Visit to an Atlanta soup kitchen: few come who aren't in need of a free meal

January 5, 1984

It was a cold Southern morning, with temperatures in the low teens. At the main soup kitchen here, the early arrivers got to stand on the stairway inside instead of out in the cold. In a gym on the second floor, chili and cheese and peanut butter sandwiches were being served free - no questions asked.

Were some of the men standing in the line winding upward to the gym (along with a few women and two young children) free loaders, able to pay for their food, as presidential aide Edwin Meese suggested recently?

''We have a few,'' says the Rev. Bill Henderson, a United Methodist Minister who runs the feeding program, at the St. Luke's Episcopal Church. ''I'd say 95 percent of the people who come through the soup line are people who need it,'' he says, seated at one of the tables with some of those who came to eat. He has only his own instincts - and several years' experience to guide him.

From conversation this writer heard as he stood in the line recently, the men knew details of where people without money could get food and temporary shelter. After lunch, two of the men said they were between construction jobs. One said he had a place he could stay, with friends; the other said he had an apartment.

Some in the gym looked as if they had been living on the street for quite a while. When a box of donated used clothing was brought out, a number of the men moved slowly forward to wait their turn to see if something fit.

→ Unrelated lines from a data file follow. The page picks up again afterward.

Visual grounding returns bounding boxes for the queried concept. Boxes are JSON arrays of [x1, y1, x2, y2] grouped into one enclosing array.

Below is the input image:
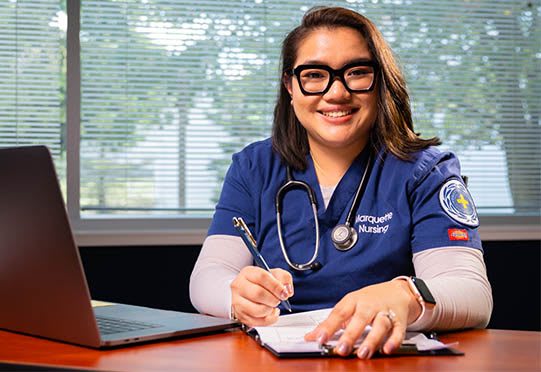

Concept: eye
[[301, 70, 328, 80], [347, 67, 373, 77]]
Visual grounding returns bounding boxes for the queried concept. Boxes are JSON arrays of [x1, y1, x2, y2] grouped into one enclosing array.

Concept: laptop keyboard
[[96, 316, 161, 335]]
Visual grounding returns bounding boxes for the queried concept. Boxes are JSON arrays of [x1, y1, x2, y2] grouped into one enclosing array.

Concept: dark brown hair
[[272, 7, 441, 170]]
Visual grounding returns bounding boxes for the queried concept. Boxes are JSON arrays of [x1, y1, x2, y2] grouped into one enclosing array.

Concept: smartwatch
[[393, 275, 436, 319]]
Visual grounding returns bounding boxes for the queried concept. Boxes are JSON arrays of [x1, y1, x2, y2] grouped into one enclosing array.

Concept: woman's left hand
[[304, 280, 421, 359]]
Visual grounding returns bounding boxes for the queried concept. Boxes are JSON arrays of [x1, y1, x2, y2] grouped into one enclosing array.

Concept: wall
[[80, 240, 541, 331]]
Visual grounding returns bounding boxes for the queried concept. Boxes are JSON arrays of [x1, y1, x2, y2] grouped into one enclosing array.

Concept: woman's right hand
[[231, 266, 293, 327]]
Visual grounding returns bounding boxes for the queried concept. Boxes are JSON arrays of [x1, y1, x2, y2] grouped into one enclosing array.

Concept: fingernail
[[357, 346, 369, 359], [316, 331, 327, 345], [285, 283, 293, 296], [336, 342, 351, 355]]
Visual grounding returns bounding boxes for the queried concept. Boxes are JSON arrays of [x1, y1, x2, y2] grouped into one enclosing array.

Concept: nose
[[325, 76, 351, 99]]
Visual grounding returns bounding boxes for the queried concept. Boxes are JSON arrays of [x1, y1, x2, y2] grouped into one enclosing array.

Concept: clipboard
[[241, 324, 464, 359]]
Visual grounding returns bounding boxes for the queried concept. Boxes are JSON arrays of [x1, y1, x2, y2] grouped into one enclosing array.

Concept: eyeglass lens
[[299, 66, 375, 93]]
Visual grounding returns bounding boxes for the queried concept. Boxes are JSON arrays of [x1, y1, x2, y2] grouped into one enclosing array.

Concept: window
[[0, 0, 541, 244]]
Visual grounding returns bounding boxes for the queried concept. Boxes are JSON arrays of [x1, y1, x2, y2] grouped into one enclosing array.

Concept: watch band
[[393, 275, 436, 321]]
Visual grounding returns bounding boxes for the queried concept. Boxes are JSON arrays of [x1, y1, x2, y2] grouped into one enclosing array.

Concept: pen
[[233, 217, 292, 312]]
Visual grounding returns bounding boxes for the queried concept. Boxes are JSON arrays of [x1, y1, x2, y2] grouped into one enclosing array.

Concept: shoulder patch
[[440, 179, 479, 227]]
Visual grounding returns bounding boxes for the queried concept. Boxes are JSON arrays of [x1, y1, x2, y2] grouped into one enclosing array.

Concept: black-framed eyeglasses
[[289, 61, 378, 95]]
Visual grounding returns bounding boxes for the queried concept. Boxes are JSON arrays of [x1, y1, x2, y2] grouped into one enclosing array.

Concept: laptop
[[0, 146, 238, 348]]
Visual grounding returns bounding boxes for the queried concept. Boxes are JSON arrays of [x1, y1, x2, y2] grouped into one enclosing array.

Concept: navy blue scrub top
[[208, 139, 482, 312]]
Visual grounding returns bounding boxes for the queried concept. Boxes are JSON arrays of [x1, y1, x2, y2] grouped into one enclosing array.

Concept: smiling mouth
[[320, 109, 357, 118]]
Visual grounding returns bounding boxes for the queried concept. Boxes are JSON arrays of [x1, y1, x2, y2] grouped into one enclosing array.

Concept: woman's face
[[286, 27, 377, 154]]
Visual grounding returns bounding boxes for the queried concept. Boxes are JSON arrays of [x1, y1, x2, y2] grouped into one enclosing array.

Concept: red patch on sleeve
[[447, 229, 469, 240]]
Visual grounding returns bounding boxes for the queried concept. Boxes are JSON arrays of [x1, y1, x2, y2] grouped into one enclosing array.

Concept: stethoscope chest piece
[[331, 224, 358, 251]]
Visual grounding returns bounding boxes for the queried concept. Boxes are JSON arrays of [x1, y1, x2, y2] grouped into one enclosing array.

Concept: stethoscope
[[276, 153, 372, 271]]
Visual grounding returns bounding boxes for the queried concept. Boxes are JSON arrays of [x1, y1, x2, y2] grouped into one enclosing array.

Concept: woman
[[190, 8, 492, 359]]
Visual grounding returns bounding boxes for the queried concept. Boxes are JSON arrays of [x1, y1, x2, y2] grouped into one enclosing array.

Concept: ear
[[282, 73, 293, 96]]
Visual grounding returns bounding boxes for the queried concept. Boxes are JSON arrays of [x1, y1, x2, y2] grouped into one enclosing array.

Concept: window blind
[[81, 0, 541, 214], [0, 0, 66, 188], [0, 0, 541, 221]]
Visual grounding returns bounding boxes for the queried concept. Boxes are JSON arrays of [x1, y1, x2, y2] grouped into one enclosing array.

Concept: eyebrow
[[298, 58, 375, 68]]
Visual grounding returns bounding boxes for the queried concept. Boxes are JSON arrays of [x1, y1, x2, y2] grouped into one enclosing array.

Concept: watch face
[[411, 276, 436, 305]]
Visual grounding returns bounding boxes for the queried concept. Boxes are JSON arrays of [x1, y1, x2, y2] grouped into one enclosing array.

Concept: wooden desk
[[0, 330, 541, 372]]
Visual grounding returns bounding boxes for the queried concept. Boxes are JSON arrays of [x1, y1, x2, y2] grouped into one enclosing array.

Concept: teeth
[[322, 110, 351, 118]]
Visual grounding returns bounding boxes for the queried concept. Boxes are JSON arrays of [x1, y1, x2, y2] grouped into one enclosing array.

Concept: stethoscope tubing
[[275, 153, 372, 271]]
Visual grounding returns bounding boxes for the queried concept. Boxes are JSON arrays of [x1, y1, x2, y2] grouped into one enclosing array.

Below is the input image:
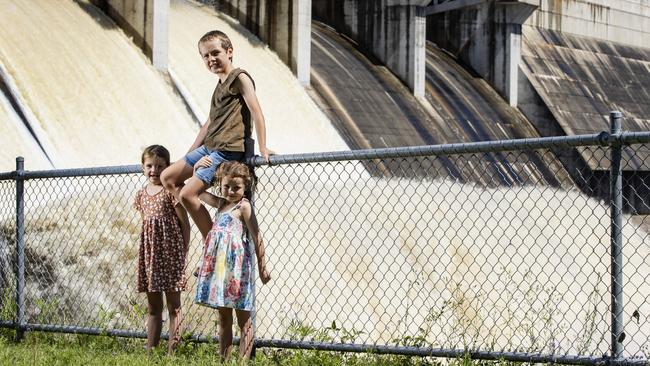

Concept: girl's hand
[[259, 266, 271, 285], [194, 156, 212, 171]]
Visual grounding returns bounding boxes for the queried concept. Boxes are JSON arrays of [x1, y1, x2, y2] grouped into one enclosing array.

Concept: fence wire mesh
[[0, 145, 650, 359]]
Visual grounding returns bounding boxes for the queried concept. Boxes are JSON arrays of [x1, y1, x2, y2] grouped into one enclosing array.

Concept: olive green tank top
[[203, 69, 255, 152]]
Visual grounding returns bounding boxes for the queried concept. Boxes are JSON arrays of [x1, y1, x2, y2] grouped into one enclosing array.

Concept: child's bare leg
[[160, 159, 194, 201], [147, 292, 163, 352], [165, 291, 182, 355], [236, 310, 253, 360], [178, 177, 212, 239], [219, 308, 232, 360]]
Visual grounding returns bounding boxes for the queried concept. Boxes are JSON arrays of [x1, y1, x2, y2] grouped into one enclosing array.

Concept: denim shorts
[[183, 145, 244, 185]]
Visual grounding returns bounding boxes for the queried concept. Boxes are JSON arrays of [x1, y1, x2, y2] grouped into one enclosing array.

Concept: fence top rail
[[248, 131, 650, 166], [0, 131, 650, 181]]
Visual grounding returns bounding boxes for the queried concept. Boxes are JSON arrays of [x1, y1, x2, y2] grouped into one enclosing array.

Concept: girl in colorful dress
[[195, 157, 271, 360], [134, 145, 190, 354]]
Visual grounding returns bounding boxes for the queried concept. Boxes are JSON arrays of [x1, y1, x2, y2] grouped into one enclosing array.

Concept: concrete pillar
[[151, 0, 169, 71], [409, 6, 427, 97], [382, 0, 430, 97], [291, 0, 311, 86]]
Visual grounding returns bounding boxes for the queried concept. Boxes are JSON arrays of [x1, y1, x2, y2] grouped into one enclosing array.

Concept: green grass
[[0, 329, 508, 366]]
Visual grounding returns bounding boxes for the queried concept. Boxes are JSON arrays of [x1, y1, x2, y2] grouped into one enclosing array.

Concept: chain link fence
[[0, 113, 650, 364]]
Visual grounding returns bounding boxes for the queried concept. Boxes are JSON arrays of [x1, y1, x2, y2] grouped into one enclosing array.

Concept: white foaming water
[[0, 0, 197, 169], [169, 0, 349, 154], [0, 94, 52, 172], [251, 164, 650, 356]]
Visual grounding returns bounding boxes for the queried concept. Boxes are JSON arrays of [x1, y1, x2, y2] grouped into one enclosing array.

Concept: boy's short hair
[[199, 30, 233, 50]]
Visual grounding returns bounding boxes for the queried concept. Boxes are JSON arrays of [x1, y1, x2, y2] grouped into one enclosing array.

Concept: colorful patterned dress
[[194, 202, 255, 311], [133, 188, 186, 292]]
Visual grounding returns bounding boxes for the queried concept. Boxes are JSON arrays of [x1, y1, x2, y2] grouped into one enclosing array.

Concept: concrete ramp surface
[[521, 27, 650, 171], [311, 22, 566, 186]]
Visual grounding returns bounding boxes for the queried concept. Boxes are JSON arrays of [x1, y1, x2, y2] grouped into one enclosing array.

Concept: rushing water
[[0, 94, 52, 172], [0, 0, 650, 355]]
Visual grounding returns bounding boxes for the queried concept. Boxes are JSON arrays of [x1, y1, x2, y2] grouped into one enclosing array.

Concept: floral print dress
[[133, 187, 186, 292], [195, 202, 254, 311]]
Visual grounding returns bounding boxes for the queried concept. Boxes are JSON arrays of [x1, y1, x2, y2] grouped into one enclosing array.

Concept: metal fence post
[[16, 156, 25, 341], [609, 111, 625, 359]]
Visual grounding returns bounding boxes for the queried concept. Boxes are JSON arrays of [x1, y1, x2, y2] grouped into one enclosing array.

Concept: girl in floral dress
[[133, 145, 190, 353], [195, 157, 271, 359]]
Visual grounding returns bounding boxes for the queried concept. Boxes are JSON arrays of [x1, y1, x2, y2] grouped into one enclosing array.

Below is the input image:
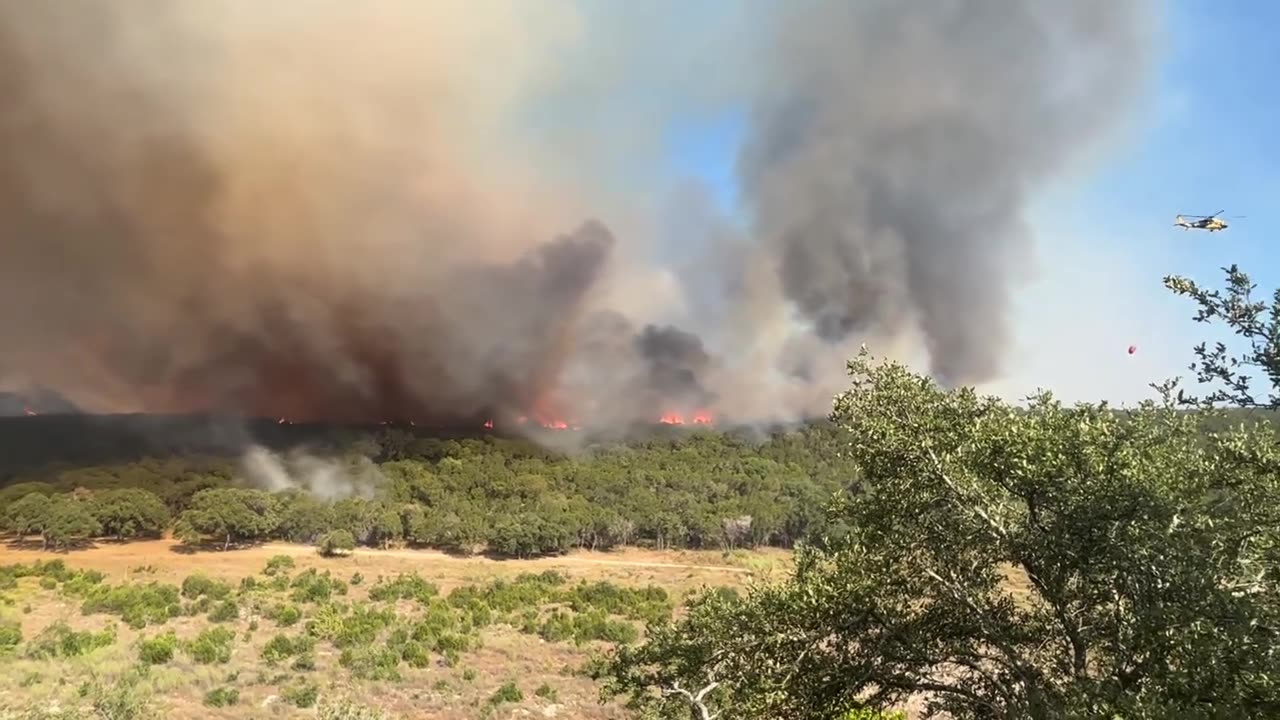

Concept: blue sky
[[666, 0, 1280, 404]]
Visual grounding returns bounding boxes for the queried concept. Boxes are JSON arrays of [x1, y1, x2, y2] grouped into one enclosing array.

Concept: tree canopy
[[602, 265, 1280, 719]]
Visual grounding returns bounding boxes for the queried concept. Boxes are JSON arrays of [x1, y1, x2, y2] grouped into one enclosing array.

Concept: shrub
[[75, 573, 182, 629], [27, 621, 115, 660], [0, 623, 22, 655], [184, 626, 236, 665], [262, 555, 297, 575], [138, 630, 178, 665], [262, 634, 316, 665], [338, 647, 401, 680], [209, 600, 239, 623], [266, 605, 302, 628], [319, 530, 356, 557], [205, 688, 239, 707]]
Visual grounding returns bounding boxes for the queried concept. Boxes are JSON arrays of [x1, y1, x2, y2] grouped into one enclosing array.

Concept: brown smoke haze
[[0, 0, 1147, 423]]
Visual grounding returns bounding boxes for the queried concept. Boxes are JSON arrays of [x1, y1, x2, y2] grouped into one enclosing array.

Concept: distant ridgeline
[[0, 409, 827, 486]]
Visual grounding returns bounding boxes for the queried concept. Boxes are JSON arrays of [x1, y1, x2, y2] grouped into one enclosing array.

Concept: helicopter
[[1174, 210, 1244, 232]]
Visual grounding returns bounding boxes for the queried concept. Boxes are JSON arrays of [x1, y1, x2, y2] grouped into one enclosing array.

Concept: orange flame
[[658, 410, 712, 425]]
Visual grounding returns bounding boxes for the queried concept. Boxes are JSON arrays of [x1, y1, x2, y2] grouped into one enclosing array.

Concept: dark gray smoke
[[0, 0, 1146, 424], [741, 0, 1148, 383]]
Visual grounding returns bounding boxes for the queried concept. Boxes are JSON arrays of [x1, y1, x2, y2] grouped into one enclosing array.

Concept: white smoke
[[241, 445, 384, 500]]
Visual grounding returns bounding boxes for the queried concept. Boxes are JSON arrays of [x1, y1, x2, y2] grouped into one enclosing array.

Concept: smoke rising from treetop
[[0, 0, 1147, 421]]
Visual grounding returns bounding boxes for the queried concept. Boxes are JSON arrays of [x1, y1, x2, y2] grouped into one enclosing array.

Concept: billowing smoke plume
[[242, 446, 383, 500], [0, 0, 1144, 423]]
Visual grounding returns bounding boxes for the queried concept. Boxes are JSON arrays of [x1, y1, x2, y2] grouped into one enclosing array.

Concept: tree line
[[0, 423, 856, 557]]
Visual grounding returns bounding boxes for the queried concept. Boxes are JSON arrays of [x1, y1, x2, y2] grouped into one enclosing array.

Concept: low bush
[[262, 634, 316, 665], [338, 647, 401, 682], [265, 605, 302, 628], [317, 530, 356, 557], [81, 573, 182, 629], [138, 630, 178, 665], [209, 600, 239, 623], [184, 626, 236, 665], [262, 555, 297, 575]]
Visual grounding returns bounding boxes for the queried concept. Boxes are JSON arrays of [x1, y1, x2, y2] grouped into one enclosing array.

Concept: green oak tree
[[602, 266, 1280, 720]]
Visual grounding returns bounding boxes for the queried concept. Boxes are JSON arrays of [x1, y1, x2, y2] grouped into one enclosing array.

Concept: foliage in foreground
[[605, 345, 1280, 719]]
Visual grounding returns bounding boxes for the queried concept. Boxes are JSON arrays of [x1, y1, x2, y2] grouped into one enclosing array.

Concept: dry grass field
[[0, 541, 788, 720]]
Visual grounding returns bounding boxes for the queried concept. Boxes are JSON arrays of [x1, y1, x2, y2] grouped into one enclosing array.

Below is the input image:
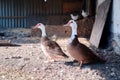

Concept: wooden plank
[[90, 0, 111, 48]]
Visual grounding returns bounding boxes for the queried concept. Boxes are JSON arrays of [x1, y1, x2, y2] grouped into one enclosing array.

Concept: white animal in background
[[44, 0, 47, 2], [81, 10, 88, 18], [70, 14, 79, 20]]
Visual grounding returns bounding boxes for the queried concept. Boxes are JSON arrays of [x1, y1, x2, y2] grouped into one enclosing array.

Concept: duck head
[[33, 23, 46, 37], [64, 20, 77, 43]]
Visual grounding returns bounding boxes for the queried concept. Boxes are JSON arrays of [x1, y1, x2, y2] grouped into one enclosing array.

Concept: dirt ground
[[0, 29, 120, 80]]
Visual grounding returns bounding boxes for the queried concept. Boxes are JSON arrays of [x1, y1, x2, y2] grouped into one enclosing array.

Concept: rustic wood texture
[[90, 0, 111, 48]]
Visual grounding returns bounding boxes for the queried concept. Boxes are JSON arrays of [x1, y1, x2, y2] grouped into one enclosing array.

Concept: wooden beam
[[90, 0, 111, 48]]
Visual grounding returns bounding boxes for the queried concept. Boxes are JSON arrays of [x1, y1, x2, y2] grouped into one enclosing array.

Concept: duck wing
[[43, 40, 68, 57]]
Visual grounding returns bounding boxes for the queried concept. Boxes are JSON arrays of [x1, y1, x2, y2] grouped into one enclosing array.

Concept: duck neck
[[41, 28, 47, 37], [68, 28, 77, 44]]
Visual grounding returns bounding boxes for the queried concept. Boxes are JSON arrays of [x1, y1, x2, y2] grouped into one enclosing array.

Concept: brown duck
[[33, 23, 68, 62], [65, 20, 105, 66]]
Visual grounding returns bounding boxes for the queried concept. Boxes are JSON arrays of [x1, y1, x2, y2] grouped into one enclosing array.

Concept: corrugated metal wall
[[0, 0, 63, 28]]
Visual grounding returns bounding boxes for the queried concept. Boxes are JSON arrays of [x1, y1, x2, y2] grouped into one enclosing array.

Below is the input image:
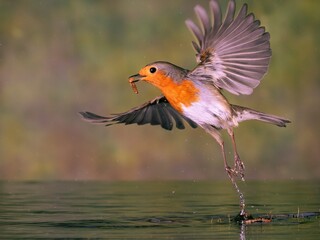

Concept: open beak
[[129, 74, 144, 83], [129, 74, 145, 94]]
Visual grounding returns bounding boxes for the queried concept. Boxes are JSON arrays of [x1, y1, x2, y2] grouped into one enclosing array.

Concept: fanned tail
[[232, 105, 291, 127]]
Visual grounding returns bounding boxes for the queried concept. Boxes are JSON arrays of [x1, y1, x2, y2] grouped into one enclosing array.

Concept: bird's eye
[[149, 67, 157, 73]]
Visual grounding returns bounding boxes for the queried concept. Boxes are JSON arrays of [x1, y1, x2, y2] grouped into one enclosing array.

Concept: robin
[[80, 0, 290, 216]]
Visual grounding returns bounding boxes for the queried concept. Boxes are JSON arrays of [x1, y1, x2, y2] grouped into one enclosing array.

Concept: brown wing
[[186, 0, 271, 95], [80, 96, 197, 130]]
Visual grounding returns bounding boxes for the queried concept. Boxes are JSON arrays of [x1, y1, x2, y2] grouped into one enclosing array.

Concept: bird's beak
[[129, 73, 145, 83], [129, 74, 145, 94]]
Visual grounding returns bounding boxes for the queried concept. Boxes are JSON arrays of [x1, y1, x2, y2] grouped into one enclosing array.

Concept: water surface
[[0, 181, 320, 239]]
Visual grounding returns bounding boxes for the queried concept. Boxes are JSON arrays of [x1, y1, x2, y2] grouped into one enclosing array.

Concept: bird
[[80, 0, 290, 216]]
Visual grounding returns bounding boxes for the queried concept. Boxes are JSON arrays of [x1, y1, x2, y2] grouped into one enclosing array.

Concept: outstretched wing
[[186, 0, 271, 95], [80, 96, 197, 130]]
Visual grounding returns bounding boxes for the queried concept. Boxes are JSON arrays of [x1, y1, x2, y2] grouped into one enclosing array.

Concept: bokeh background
[[0, 0, 320, 180]]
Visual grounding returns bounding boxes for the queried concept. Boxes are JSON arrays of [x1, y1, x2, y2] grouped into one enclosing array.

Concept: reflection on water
[[0, 181, 320, 239]]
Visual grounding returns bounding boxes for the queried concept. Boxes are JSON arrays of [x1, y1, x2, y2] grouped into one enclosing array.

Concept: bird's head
[[129, 62, 188, 93]]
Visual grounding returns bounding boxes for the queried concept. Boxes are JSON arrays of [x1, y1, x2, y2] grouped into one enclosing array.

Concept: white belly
[[182, 86, 237, 129]]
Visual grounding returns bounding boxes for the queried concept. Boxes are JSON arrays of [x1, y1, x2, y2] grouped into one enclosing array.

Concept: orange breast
[[141, 71, 199, 112], [161, 80, 199, 112]]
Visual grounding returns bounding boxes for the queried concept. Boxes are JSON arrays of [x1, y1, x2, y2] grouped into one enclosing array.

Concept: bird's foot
[[225, 159, 244, 181]]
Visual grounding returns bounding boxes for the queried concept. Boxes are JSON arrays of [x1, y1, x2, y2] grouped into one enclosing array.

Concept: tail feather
[[232, 105, 291, 127]]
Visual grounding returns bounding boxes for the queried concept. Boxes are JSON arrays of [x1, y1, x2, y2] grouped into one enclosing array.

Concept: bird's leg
[[205, 128, 246, 216], [228, 128, 245, 181], [219, 141, 246, 217]]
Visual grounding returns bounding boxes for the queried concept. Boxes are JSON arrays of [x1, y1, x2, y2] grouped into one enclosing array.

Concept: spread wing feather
[[186, 0, 271, 95], [80, 96, 197, 130]]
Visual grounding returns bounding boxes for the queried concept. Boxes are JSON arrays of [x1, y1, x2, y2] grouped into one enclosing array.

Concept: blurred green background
[[0, 0, 320, 180]]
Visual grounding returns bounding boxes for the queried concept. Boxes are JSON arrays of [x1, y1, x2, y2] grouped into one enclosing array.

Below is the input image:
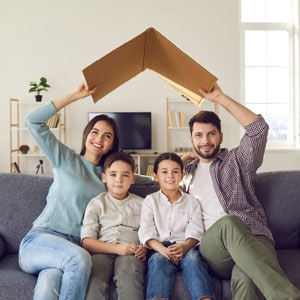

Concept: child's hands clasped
[[134, 245, 148, 261], [117, 243, 148, 260]]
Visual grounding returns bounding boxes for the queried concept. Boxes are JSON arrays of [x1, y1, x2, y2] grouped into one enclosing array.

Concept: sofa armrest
[[0, 235, 5, 258]]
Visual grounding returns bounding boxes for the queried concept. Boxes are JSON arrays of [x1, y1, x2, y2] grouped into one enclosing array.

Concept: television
[[89, 112, 152, 152]]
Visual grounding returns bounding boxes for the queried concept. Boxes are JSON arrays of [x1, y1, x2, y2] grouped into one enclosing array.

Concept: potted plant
[[28, 77, 51, 102], [19, 145, 30, 154]]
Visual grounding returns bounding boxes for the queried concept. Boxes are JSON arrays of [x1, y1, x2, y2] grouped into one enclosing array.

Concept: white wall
[[0, 0, 300, 172]]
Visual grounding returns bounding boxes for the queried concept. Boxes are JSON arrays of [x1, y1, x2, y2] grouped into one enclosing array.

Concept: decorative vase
[[35, 95, 43, 102]]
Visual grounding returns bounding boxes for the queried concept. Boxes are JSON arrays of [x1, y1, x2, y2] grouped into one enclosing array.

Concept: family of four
[[19, 83, 300, 300]]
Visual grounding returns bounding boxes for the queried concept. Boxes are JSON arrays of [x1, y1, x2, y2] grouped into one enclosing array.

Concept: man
[[183, 84, 300, 300]]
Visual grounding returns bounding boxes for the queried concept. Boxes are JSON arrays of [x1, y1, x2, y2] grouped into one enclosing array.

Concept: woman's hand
[[73, 82, 97, 101], [53, 82, 97, 111]]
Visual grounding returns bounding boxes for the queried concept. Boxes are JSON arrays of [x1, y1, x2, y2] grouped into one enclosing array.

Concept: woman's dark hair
[[153, 152, 183, 174], [80, 114, 120, 165], [189, 110, 221, 134], [103, 152, 135, 173]]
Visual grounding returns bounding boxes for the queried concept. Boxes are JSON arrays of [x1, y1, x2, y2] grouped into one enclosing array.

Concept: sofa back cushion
[[255, 170, 300, 249], [0, 173, 52, 253], [0, 173, 158, 254]]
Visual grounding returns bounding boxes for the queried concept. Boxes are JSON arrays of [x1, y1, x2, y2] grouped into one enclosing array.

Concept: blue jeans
[[19, 228, 92, 300], [146, 247, 215, 300]]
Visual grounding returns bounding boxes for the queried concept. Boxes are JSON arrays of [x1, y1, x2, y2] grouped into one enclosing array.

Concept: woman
[[19, 83, 119, 300]]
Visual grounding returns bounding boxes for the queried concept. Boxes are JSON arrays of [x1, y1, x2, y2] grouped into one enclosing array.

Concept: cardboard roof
[[82, 28, 218, 105]]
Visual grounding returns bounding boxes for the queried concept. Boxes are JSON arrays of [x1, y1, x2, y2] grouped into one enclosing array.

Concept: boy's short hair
[[189, 110, 221, 134], [153, 152, 183, 174], [103, 152, 135, 173]]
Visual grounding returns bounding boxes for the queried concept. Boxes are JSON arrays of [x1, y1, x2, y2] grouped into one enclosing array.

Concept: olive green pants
[[200, 216, 300, 300]]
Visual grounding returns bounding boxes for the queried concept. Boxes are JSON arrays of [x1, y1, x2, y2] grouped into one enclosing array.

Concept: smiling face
[[84, 121, 114, 164], [153, 159, 183, 194], [190, 122, 223, 162], [102, 160, 134, 200]]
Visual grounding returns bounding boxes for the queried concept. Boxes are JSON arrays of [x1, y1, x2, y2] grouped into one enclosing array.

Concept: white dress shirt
[[139, 190, 203, 246], [81, 192, 143, 245]]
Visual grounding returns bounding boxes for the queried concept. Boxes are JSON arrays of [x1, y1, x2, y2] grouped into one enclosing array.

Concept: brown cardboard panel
[[83, 28, 217, 105]]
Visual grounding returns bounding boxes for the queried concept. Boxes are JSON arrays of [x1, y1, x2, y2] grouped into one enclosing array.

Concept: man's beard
[[193, 144, 221, 159]]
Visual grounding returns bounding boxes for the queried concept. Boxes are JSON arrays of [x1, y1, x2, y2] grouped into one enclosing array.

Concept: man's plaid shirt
[[183, 116, 273, 240]]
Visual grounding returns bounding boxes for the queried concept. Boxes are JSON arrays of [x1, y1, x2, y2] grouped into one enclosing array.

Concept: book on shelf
[[12, 161, 21, 173], [168, 111, 185, 127]]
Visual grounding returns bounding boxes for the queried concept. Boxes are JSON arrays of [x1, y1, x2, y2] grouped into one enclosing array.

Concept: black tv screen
[[89, 112, 152, 151]]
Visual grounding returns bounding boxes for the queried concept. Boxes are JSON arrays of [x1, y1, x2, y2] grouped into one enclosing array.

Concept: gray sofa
[[0, 170, 300, 300]]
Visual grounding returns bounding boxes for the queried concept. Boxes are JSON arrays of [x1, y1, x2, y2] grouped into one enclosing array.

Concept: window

''People may have a car and an apartment and not enough (for food),'' Mr. Henderson says.

Others have practically nothing. He told of seeing a woman in Atlanta picking carry-out chicken boxes out of a large trash bin and pulling remaining pieces of chicken off the bones to eat. She put the bones in a bag for soup. While he drove her downtown for the free sandwiches, she told him she had been living in a cardboard and tin shack for three years.

The Rev. Mr. Henderson also knows some men who sleep under bridges, and points out the window to where some men have been sleeping in a makeshift shelter.

As lunch was ending, a local court official dropped off a box of canned goods he was donating.